I shouldn’t expect you to always engage the theoretical if the actual lived experience is causing you pain.
Yet your pain confers a type of authority on the matter that I myself don’t have. So, your insights are appreciated when you see fit to offer them.
People’s lived experience have also come up when they try to justify their racist views. They’ve often told me stories and say “I was there. I saw it everyday.”
If I may share, there seem three main ways to unravel racism
(1) a ‘spiritual’ determination to see individual humanity;
(2) sociological and historical knowledge with which a person realizes that whatever negative racial stereotype he perceives in others is either the consequence of oppression on the person he’s observing or that his own perceptions in his own psyche are a result of his racist bias;
(3) circumstances that force multiracial cooperation and lead to various levels of social connection–neighbors, work peers, friends, spousal and familial bonding, combat veterans…etc.

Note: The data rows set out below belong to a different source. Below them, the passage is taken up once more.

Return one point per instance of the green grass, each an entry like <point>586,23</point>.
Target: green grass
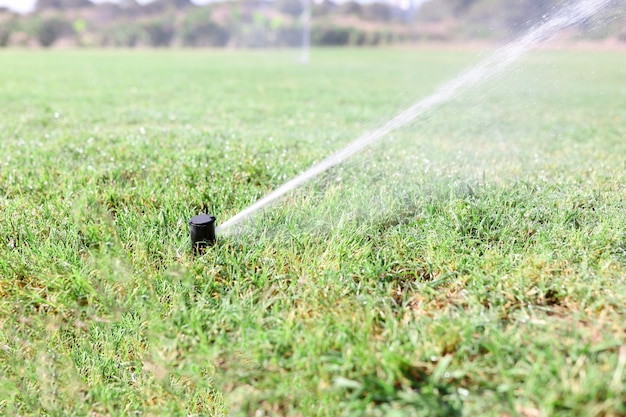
<point>473,263</point>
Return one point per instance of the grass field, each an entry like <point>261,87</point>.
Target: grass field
<point>473,263</point>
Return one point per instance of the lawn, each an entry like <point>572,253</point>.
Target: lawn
<point>471,263</point>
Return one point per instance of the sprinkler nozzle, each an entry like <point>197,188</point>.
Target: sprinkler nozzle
<point>201,232</point>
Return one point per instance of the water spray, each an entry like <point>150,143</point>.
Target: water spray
<point>201,232</point>
<point>570,15</point>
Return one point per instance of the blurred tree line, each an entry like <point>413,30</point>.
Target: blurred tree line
<point>278,23</point>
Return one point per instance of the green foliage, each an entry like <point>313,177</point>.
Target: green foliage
<point>459,267</point>
<point>6,29</point>
<point>160,32</point>
<point>200,30</point>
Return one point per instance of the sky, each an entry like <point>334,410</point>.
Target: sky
<point>24,6</point>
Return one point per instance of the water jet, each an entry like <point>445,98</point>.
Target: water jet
<point>570,15</point>
<point>201,232</point>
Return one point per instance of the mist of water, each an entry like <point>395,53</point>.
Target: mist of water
<point>569,15</point>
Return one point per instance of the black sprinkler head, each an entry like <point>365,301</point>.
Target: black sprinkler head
<point>202,232</point>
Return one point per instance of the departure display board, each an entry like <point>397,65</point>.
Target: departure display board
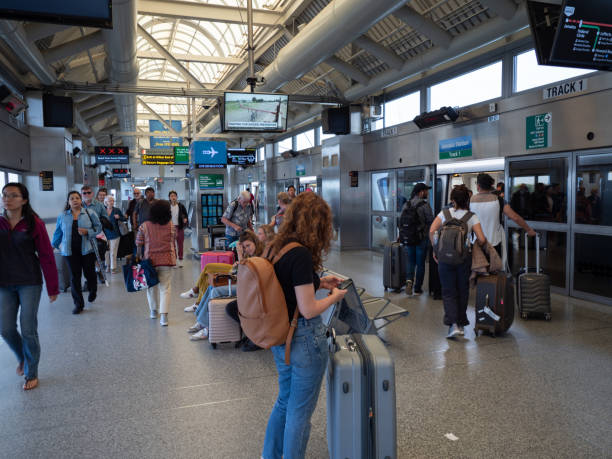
<point>584,35</point>
<point>112,155</point>
<point>158,160</point>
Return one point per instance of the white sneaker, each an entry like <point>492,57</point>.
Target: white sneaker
<point>195,328</point>
<point>202,334</point>
<point>163,320</point>
<point>453,331</point>
<point>188,294</point>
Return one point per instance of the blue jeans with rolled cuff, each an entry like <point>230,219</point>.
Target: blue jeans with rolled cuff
<point>299,385</point>
<point>26,345</point>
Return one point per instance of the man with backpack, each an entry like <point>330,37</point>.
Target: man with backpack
<point>237,217</point>
<point>414,225</point>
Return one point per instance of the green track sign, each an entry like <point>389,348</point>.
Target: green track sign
<point>538,131</point>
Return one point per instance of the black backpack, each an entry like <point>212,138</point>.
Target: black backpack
<point>452,247</point>
<point>411,226</point>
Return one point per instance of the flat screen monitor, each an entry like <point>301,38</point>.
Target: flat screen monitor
<point>241,156</point>
<point>57,111</point>
<point>255,112</point>
<point>543,19</point>
<point>90,13</point>
<point>584,35</point>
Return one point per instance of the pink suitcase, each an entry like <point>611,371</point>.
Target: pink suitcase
<point>216,257</point>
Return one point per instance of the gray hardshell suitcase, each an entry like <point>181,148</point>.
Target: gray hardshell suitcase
<point>221,327</point>
<point>533,287</point>
<point>394,272</point>
<point>63,271</point>
<point>361,411</point>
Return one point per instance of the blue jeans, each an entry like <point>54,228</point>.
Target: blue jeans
<point>26,346</point>
<point>211,292</point>
<point>415,259</point>
<point>455,281</point>
<point>299,385</point>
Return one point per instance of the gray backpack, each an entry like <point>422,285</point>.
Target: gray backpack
<point>453,247</point>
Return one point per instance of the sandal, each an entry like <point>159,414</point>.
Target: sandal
<point>30,384</point>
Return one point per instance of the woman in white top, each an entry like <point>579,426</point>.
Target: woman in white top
<point>486,205</point>
<point>455,279</point>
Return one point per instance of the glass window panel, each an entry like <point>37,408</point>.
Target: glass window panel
<point>594,190</point>
<point>470,88</point>
<point>552,254</point>
<point>404,109</point>
<point>531,75</point>
<point>382,199</point>
<point>406,180</point>
<point>382,231</point>
<point>592,264</point>
<point>538,189</point>
<point>305,140</point>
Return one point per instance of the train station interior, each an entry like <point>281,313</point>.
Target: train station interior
<point>356,101</point>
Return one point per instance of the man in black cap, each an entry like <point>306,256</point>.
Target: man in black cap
<point>415,221</point>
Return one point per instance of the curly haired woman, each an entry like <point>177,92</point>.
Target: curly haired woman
<point>308,221</point>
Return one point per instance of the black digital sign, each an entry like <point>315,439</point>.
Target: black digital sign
<point>241,156</point>
<point>121,173</point>
<point>584,35</point>
<point>112,155</point>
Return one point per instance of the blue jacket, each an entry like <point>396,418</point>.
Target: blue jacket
<point>114,233</point>
<point>62,238</point>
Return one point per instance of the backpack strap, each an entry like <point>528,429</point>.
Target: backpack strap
<point>293,323</point>
<point>447,215</point>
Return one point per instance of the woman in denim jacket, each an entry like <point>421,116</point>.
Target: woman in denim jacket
<point>308,221</point>
<point>75,230</point>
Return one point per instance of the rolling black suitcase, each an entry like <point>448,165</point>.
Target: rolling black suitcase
<point>533,287</point>
<point>394,271</point>
<point>361,412</point>
<point>494,303</point>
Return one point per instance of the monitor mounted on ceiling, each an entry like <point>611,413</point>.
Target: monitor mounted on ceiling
<point>255,112</point>
<point>89,13</point>
<point>584,35</point>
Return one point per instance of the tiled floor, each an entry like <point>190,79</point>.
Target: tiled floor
<point>116,384</point>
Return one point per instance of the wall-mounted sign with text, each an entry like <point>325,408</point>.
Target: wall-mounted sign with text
<point>121,173</point>
<point>459,147</point>
<point>211,181</point>
<point>112,155</point>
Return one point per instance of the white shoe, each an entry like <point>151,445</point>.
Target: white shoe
<point>195,328</point>
<point>202,334</point>
<point>163,320</point>
<point>188,294</point>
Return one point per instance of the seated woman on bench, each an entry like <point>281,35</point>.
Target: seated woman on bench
<point>248,246</point>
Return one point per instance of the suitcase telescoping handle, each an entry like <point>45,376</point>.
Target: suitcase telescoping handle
<point>537,236</point>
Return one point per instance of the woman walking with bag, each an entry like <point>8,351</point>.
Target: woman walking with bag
<point>179,220</point>
<point>455,278</point>
<point>24,250</point>
<point>157,236</point>
<point>75,232</point>
<point>308,221</point>
<point>113,235</point>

On this third point, if I may suggest, desegregation isn’t “the house-slave loving his master” as Malcolm X said, all due respect to him.
Desegregation is instead the dismantling the social structures that were designed to promote racial alienation, justify exploitation, and prevent the threat of racial solidarity against the ruling class.
If I may further suggest, the short-comings of the Civil Rights Movement were due to, among other forms of pernicious racism, half measures or mere lip service to desegregation in housing and education, leaving the goal unacheived to this day.
That would seem the main problem, instead of desegregation itself undermining black community cohesion, as some black commentators have said.
With a fully racially integrated society, which we don’t have yet, instututional structures for economic justice are less vulnerable to the sort of racist attacks against existing social programs we’ve seen since Reagan, and the racist attacks against emerging programs of the Great Society in the 1960s and the New Deal in the 1930s.
So it seems if you want more effective anti–racism, you have to include multiracial, universalist agendas for economic justice.
In turn, if you want universalist economic justice, you have to include anti-racism, especially where black folk themselves are leading the movements.
At this point in US history, addressing anti-black racism has to be a part of addressing every conceivable social and ecological issue.
You can say it always should have been. That makes sense morally, and obviously makes sense to black people.
But as you know, many white folk have faltered in their support, including white leftists.
Many former white supporters abandoned MLK when he applied his brilliant focus to the defacto segregation of the North, even though they had supported, even helped finance, his efforts against Southern dejure segregation, as you are well aware.
In my opinion, the political landscape now is such that if white folk value our own freedom, anti-racism has to be a high priority.
On macro issue, our disagreement seems to regard the relationship between, on the one hand, (1) the cause of economic solidarity among black folk; and, on the other hand, (2) multiracial or universalist economic agendas.